That said, it’s not that hard to set up replication [0]. Properly tuning the various parameters, monitoring, and being able to fix issues is another story.

RDBMS is hard. MySQL is IMO the easiest to maintain up to a certain point, but it can still bite you in surprising ways. Postgres appears to be as easy on the surface, buoyed by a million blog posts about it, but as your dataset grows, so does the maintenance burden. Worse, if you don’t know what you should be doing, it just eventually blows up (txid wraparound from vacuum failures probably being the most common).

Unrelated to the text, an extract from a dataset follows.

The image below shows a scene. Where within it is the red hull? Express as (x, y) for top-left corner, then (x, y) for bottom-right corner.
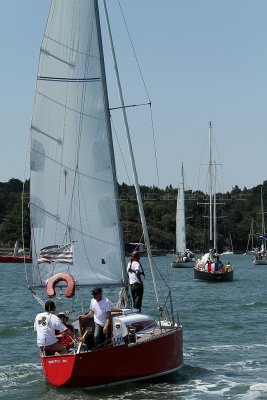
(0, 255), (32, 263)
(41, 327), (183, 388)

[0]: https://www.postgresql.org/docs/current/runtime-config-repli...

2 comments

> txid wraparound from vacuum failures probably being the most common

Hopefully OrioleDB can upstream all the necessary changes soon. For those who don't know, it's a storage engine for Postgres that uses undo logs instead of vacuuming old records.

OrioleDB maintains a very small set of Postgres patches that are targeted for upstream. The storage engine that mitigates the need for vacuuming [1] is implemented in a standard Postgres extension, so that will still need to be installed by the Postgres host in order to take advantage of it.

But yeah, looking forward to that day too!

[1] https://www.orioledb.com/blog/no-more-vacuum-in-postgresql

Yes, you are right, but I was thinking of the ease of having a high-availability setup and pgbouncer was the first thing that came to mind.

And yes, I read the documentation and it is still cumbersome to have an HA setup that is easy to maintain. This is what I mean and hope it is clearer now.